11 milliards via le grand emprunt
A l’automne 2009, après avoir fait la part belle aux universités, l’Etat a annoncé qu’il allait établir des contrats avec 58 établissements privés du supérieur dont les 5 universités catholiques, l’Essec et l’Edhec. En échange de financements supplémentaires de 4,5 millions d’euros pour atteindre un total de 66,5 millions d’euros, les établissements seront soumis à des évaluations quadriennales dont les résultats influenceront leurs financements futurs. Là encore, la logique reste la même : l’Etat joue la « carotte » pour inciter les établissements à mettre en œuvre des politiques axées sur les regroupements et la visibilité à l’international. Dernier exemple en date de cette politique, les 11 milliards du futur grand emprunt qui doivent servir à financer le développement de l’enseignement supérieur. Sur l’ensemble de cette enveloppe, près de 7,7 milliards seront attribués à une dizaine de regroupements universitaires dits « d’excellence » dans la logique de l’opération Campus.

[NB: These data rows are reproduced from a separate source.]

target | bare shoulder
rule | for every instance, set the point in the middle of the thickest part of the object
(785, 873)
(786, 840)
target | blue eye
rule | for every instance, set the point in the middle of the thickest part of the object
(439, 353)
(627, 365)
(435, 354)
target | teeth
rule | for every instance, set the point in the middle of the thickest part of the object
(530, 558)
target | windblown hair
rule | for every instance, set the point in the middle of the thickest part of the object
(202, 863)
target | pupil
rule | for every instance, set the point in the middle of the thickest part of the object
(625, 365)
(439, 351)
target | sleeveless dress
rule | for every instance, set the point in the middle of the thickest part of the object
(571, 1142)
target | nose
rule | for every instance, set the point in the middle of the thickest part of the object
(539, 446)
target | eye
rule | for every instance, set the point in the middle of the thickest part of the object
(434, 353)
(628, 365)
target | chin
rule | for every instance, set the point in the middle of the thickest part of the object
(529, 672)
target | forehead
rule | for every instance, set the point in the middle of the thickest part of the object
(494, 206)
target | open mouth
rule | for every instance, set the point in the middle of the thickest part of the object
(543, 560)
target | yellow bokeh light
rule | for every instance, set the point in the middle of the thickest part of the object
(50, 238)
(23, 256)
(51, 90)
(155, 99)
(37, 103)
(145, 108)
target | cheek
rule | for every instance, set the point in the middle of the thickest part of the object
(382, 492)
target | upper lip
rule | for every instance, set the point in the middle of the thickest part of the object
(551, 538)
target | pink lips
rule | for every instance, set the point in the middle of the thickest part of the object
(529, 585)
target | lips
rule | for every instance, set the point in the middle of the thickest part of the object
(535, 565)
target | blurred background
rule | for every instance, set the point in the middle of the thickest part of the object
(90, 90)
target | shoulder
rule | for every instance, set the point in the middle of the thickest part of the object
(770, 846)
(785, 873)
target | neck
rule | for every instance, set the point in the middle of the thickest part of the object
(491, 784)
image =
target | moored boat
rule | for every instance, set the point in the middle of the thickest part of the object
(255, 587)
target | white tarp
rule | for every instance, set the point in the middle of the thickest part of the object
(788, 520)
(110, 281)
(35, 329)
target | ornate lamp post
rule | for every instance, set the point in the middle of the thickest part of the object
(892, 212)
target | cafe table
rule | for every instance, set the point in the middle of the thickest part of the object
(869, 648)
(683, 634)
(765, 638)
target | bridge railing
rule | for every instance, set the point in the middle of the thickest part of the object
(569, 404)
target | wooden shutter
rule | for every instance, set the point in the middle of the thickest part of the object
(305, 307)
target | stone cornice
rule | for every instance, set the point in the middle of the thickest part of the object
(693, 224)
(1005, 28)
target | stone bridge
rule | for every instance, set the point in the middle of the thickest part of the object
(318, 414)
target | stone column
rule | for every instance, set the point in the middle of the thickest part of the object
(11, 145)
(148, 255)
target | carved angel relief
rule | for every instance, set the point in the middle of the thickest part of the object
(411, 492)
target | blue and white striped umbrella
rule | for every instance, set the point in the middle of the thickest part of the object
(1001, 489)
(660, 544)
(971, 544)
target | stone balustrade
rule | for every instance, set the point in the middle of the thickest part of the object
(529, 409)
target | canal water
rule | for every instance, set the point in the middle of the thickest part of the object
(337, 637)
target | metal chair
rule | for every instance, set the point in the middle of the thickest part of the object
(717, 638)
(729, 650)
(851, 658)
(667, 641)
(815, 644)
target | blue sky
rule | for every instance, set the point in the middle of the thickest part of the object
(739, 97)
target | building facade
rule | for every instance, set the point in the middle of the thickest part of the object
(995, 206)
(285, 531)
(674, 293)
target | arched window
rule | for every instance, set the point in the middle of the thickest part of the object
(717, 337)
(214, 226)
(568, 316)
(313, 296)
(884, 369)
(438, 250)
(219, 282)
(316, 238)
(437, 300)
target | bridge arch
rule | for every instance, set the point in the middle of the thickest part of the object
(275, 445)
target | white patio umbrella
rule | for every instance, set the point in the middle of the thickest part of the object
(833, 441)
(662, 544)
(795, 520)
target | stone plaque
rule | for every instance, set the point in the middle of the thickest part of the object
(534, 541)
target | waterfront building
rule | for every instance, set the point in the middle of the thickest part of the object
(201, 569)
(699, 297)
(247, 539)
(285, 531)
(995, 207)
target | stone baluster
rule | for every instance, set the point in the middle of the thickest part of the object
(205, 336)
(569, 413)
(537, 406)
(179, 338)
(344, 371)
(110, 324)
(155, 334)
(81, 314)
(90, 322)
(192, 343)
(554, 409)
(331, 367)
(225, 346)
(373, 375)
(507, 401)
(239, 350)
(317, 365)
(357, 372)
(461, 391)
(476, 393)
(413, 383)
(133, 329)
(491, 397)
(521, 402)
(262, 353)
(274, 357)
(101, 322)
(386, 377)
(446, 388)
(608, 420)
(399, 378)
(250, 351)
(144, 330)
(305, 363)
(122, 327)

A la veille des élections régionales, qui marqueront peut-être le départ de Valérie Pécresse du gouvernement, le président Sarkozy a réussi son pari de modifier considérablement le paysage de l’enseignement supérieur français. Pour autant, derrière la belle façade que ne manqueront pas de représenter la dizaine de pôles d’excellence français, beaucoup de questions restent en suspens. La professionnalisation de la licence est aujourd’hui encore un vaste chantier, l’articulation de l’orientation entre le secondaire et le supérieur n’existe pas ou presque, les conditions de vie d’une grande partie des étudiants sont peu enviables (pénurie de logements, inadéquation des bourses, …). Le président a parié sur un système à deux niveaux qui seraient complémentaires, l’un gérant l’élite, l’autre formant des techniciens très vite professionnalisés. Sauf qu’aujourd’hui, si le premier niveau prend clairement forme, le second n’est encore qu’à l’état de projet.